5.5 Analysing Contact Maps Predicted With Bayesian Framework
In the following I will analyse the predictions from the Bayesian model utilizing a three component Gaussian mixture for the coupling prior and pseudo-likelihood couplings to approximate the regularized likelihood of sequences. While the posterior probabilties for contacts are used as predictions it is also worth having a look at the likelihood of contacts, given by eq. (5.14), to dissect the effect of likelihood and prior on the posterior. Figure 5.11 compares the precision of predictions in form of the posterior probabilities and the log likelihoods for a contact. It can be found, that the log likelihood has worse predictive performance than the heuristic contact score computed from pseudo-likelihood couplings.
Protein 1c75A00 has length L=71 and 28078 sequences in the alignment and is among the proteins with the highest number of effective sequences (Neff=16808 > 95th percentile). The mean precision of top ranked predictions for this protein reflects the ranking of methods in the overal benchmark. The Bayesian posterior probabilities achieve comparable performance as the heuristic pseudo-likelihood contact score computed as the APC corrected Frobenius norm of the pseudo-likelihood couplings (see Appendix Figure G.18. The random forest model trained on both sequence features and the pseudo-likelihood contact score achieves the highest precision for the top L=71 contacts. It is remarkable to see that top 25 (=0.35L) predictions are correct. The predictions offered by the log likelihood of contacts give slightly worse results than the prediction given by the Bayesian posterior probabilities.
Figure 5.12 shows contact maps predicted from the posterior probabilites of contacts, the log likelihood of contacts and the random forest models trained only on sequence features and trained on both sequence features and the pseudo-likelihood contact score. The latter model predicts the 14 (=L/5) highest scoring contacts correctly which was already revealed in the benchmark plot for protein 1c75A00. The simple random forest model trained only on sequence features predicts many similar contacts but also makes three false positive predictions. One of the incorrect predictions (i=27, j=7) receives a high log likelihood in the Bayesian model and is consequently also a false positive predicted by the full Bayesian model. It can be observed that the Bayesian posterior probabilities for contacts are generally higher than the probabilities made by the random forest models. A more quantitaive comparison of the probabilities for contacts given by the random forest and the Bayesian model is given in Appendix Figure G.20.

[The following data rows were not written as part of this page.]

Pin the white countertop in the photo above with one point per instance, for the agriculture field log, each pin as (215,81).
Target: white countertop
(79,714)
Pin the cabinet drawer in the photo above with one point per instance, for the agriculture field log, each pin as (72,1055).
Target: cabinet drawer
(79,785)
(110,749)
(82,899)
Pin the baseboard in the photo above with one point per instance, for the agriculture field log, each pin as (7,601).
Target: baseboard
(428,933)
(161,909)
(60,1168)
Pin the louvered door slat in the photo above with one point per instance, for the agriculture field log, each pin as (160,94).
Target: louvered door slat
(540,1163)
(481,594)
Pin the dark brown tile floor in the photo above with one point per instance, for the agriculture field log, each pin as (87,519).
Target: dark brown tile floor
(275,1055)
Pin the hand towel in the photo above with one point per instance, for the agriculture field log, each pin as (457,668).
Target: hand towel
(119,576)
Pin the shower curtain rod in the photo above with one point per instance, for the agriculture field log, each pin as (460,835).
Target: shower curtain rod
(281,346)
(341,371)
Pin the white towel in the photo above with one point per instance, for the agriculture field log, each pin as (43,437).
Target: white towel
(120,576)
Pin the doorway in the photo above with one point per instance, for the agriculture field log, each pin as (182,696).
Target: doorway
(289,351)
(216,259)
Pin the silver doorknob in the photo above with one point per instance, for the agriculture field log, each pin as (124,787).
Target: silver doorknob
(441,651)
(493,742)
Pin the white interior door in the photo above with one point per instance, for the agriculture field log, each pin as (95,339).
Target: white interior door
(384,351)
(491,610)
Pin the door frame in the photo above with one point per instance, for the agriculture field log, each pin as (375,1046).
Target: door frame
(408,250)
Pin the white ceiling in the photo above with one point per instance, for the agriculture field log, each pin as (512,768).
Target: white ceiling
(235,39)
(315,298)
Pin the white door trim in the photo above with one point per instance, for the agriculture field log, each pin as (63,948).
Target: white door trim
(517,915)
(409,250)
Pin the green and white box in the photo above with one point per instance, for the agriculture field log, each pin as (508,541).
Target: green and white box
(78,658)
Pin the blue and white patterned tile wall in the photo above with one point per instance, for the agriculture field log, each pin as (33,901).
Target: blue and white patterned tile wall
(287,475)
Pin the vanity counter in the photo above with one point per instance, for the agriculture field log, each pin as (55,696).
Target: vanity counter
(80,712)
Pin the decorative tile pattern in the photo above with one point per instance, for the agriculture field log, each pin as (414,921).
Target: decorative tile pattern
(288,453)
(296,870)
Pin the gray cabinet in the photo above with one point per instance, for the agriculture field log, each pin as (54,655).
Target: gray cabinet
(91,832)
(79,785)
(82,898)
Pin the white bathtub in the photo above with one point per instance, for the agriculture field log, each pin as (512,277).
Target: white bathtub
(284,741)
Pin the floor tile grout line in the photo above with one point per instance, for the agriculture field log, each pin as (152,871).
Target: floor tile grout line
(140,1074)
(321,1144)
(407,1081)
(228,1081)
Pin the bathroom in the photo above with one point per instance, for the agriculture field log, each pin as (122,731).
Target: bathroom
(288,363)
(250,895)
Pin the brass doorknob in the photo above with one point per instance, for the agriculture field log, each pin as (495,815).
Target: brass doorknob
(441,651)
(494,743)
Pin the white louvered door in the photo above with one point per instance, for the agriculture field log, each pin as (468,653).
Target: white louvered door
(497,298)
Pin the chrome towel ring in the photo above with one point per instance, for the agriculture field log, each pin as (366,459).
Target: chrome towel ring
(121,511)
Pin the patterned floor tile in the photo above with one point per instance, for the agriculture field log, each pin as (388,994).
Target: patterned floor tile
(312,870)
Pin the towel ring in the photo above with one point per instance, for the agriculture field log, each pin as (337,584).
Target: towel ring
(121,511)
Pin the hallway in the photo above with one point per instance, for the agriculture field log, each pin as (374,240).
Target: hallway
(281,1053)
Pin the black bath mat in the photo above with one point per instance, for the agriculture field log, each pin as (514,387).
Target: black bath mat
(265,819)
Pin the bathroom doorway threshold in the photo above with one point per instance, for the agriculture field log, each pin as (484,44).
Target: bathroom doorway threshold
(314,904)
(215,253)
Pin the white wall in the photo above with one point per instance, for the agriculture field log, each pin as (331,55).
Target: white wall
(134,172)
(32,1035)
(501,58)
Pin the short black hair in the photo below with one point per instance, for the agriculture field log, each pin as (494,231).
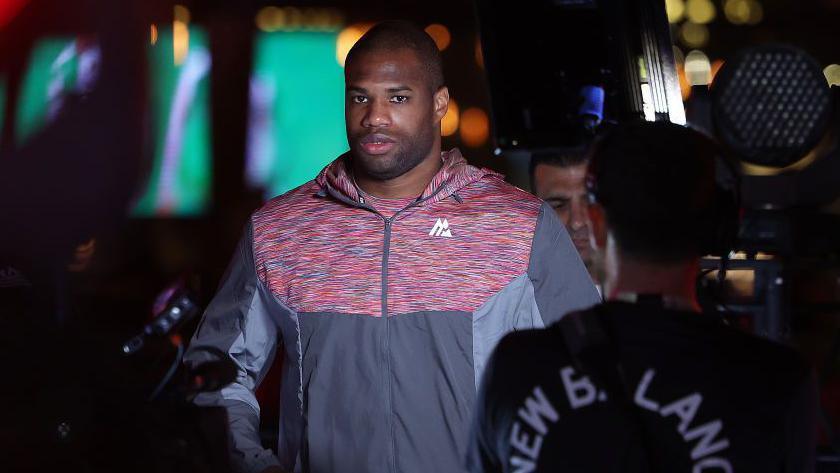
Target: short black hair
(394,35)
(558,157)
(656,182)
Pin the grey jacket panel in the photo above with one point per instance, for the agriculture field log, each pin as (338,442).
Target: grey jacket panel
(344,395)
(368,408)
(561,282)
(241,321)
(512,308)
(432,390)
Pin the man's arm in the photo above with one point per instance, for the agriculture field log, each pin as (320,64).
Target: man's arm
(239,322)
(482,456)
(560,279)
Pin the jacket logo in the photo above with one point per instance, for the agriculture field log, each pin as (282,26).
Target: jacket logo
(441,228)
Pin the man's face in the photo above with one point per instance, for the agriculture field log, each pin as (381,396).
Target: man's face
(564,189)
(393,115)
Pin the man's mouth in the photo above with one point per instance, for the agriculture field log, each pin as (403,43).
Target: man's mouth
(377,143)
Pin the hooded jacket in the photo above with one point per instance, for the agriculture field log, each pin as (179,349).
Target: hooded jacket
(386,318)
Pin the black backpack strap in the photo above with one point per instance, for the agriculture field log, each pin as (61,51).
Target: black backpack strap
(589,340)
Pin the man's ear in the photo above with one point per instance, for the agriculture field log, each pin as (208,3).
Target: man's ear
(441,102)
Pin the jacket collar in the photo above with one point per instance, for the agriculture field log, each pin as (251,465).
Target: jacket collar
(336,179)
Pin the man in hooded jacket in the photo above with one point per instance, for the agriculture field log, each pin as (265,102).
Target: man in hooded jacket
(386,282)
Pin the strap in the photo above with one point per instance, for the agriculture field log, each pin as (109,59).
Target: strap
(589,341)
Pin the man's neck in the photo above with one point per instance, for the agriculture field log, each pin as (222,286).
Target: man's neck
(675,280)
(411,184)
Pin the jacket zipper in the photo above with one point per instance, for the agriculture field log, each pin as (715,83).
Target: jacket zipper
(386,250)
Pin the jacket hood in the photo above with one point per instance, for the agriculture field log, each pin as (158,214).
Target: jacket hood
(336,179)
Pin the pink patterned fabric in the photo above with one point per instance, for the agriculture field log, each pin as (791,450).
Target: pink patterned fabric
(319,254)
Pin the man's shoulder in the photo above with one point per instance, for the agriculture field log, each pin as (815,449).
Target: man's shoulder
(292,205)
(523,347)
(496,195)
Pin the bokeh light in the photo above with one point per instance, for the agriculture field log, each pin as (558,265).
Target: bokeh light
(694,35)
(700,11)
(440,34)
(698,69)
(675,10)
(832,74)
(475,127)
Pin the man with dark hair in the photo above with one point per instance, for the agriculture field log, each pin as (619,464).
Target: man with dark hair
(645,382)
(559,178)
(386,282)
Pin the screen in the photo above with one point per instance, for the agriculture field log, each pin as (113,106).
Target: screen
(179,182)
(57,67)
(179,143)
(296,117)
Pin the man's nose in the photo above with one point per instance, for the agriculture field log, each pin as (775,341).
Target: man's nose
(377,115)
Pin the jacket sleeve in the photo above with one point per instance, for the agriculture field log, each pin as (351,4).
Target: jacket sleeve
(560,280)
(482,450)
(239,322)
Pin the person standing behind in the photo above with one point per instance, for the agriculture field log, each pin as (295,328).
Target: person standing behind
(386,281)
(559,178)
(645,382)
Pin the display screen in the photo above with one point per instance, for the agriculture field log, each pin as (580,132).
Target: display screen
(296,117)
(57,68)
(178,183)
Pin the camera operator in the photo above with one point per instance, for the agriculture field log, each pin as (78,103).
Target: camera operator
(645,381)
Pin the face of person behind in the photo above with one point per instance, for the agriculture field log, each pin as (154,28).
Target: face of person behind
(564,188)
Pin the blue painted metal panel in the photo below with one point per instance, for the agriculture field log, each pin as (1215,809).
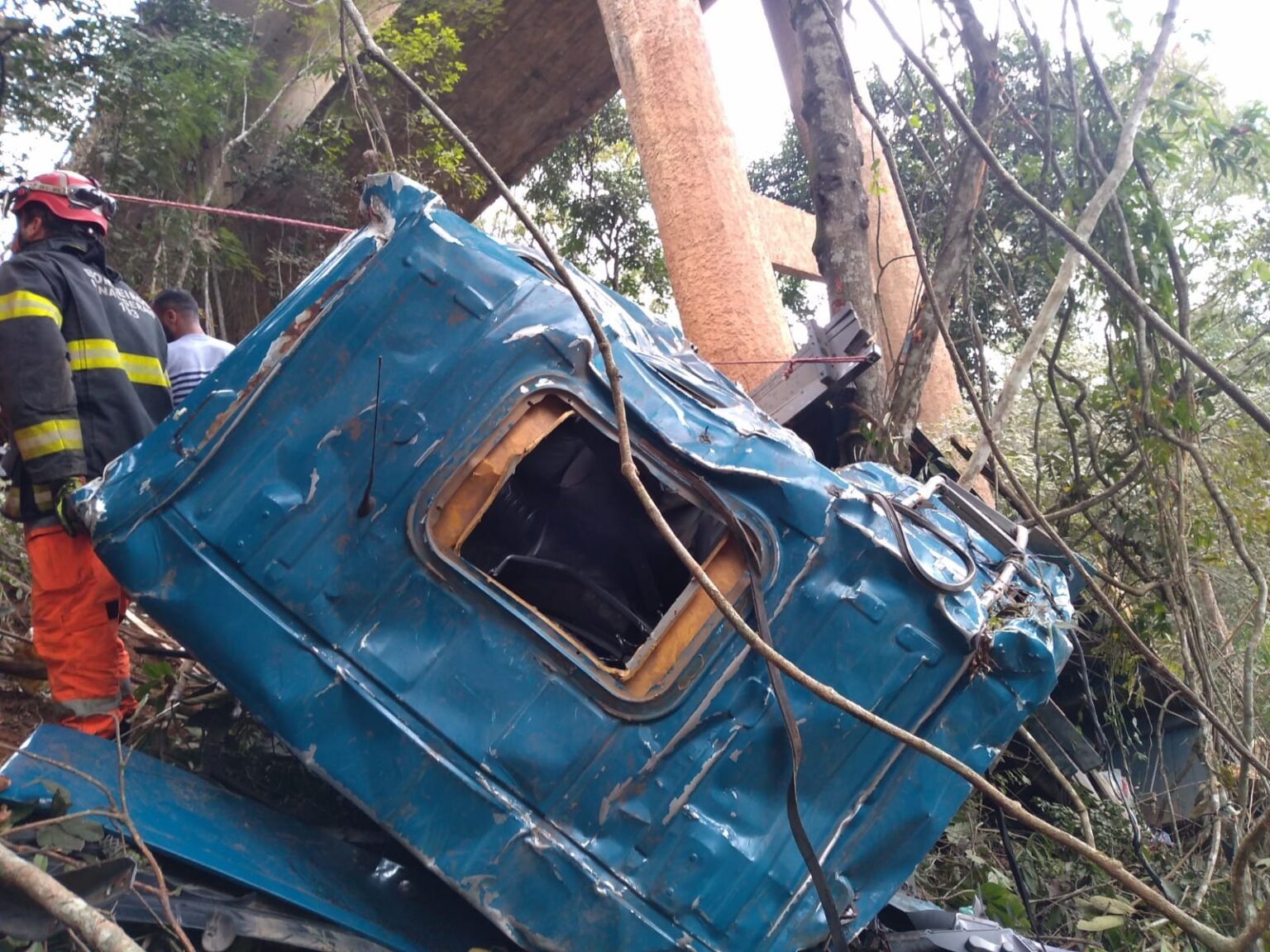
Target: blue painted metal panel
(183,816)
(571,814)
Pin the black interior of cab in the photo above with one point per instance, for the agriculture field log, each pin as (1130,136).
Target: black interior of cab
(566,535)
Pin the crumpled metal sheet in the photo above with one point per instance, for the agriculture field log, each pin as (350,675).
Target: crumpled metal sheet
(182,815)
(568,814)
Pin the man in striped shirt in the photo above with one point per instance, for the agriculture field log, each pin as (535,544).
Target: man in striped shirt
(192,355)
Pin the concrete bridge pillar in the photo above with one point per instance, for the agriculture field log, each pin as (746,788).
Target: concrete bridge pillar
(715,254)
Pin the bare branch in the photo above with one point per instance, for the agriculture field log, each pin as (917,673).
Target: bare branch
(1085,227)
(99,932)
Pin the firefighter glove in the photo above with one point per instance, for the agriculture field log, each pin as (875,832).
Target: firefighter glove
(66,512)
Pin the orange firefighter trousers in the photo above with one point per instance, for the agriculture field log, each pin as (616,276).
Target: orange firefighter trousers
(75,611)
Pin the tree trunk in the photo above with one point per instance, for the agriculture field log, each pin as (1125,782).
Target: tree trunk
(955,246)
(837,187)
(98,932)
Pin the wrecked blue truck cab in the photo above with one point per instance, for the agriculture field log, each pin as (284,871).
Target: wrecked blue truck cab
(393,525)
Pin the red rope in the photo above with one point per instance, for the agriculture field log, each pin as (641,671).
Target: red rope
(235,213)
(793,360)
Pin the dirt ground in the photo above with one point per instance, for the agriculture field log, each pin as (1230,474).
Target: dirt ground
(21,712)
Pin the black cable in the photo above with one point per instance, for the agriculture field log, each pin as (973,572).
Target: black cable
(1024,895)
(893,512)
(753,564)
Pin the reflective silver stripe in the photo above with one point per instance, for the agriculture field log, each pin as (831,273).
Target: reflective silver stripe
(83,707)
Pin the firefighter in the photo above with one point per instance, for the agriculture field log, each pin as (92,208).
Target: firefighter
(82,380)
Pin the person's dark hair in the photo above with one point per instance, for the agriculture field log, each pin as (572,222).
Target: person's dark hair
(60,227)
(177,300)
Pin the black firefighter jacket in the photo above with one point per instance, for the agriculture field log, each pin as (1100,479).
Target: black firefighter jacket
(82,369)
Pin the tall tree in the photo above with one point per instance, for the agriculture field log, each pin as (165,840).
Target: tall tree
(592,192)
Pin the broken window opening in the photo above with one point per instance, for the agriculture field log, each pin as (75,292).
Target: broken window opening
(547,516)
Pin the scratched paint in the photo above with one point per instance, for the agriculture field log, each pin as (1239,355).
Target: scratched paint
(569,812)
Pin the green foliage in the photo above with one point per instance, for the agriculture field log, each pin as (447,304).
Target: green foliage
(786,178)
(51,71)
(591,191)
(173,89)
(785,175)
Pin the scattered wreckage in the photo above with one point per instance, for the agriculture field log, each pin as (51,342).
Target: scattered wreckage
(393,525)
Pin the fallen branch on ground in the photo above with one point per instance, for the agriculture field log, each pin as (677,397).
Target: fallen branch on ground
(97,931)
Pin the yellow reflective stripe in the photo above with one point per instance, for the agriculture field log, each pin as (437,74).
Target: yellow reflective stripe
(23,303)
(101,353)
(144,369)
(94,355)
(49,437)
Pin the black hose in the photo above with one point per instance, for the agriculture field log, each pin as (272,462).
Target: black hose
(807,850)
(893,512)
(1024,895)
(837,938)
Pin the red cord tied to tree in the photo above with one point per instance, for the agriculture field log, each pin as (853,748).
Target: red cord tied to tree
(234,213)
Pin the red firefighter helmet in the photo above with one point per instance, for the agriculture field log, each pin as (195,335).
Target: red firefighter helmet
(68,194)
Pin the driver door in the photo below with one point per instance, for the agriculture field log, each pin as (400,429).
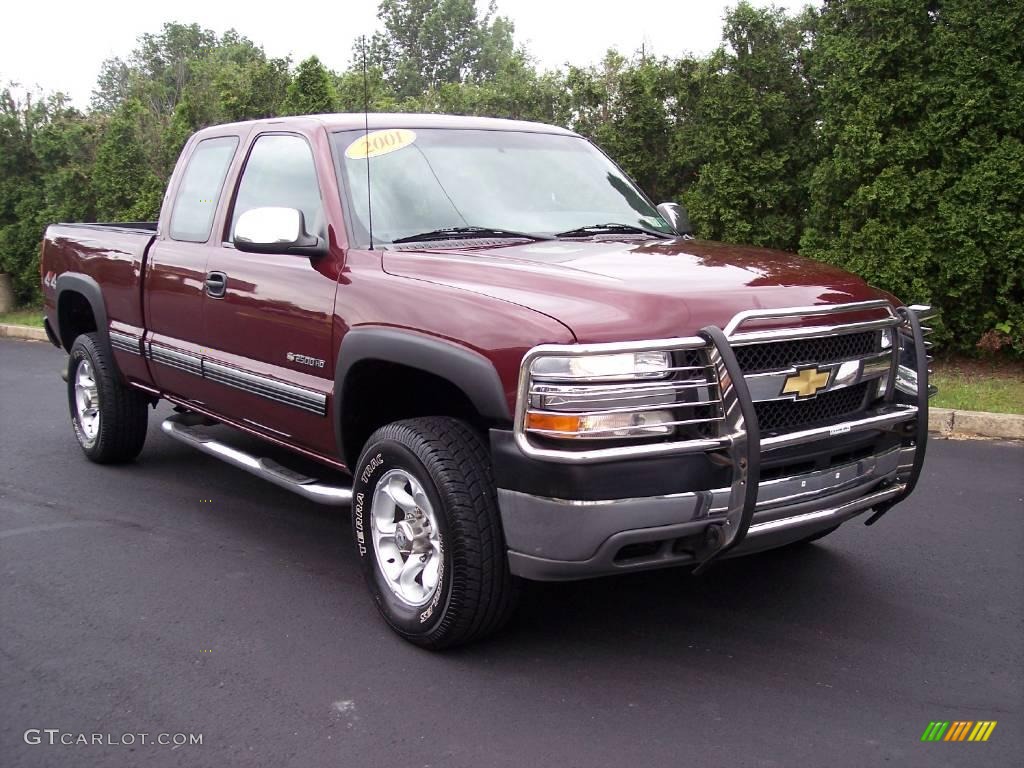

The ranking of predicted contacts according to the probabilities is rather different for the random forest and the Bayesian model (see Appendix Figure G.19). A straightforward possibility to improve overal contact prediction accuracy is to train another random forest model based on sequence features as well as the heuristic pseudo-likelihood contact score and the Bayesian posterior probabilities. However, the random forest model trained on both contact prediction methods does not improve over the random forest model trained only on one of the scores (see Figure 5.13). The same observation has been made for combining the heuristic scores from pseudo-likelihood couplings and contrastive divergence couplings as described in section 4.4.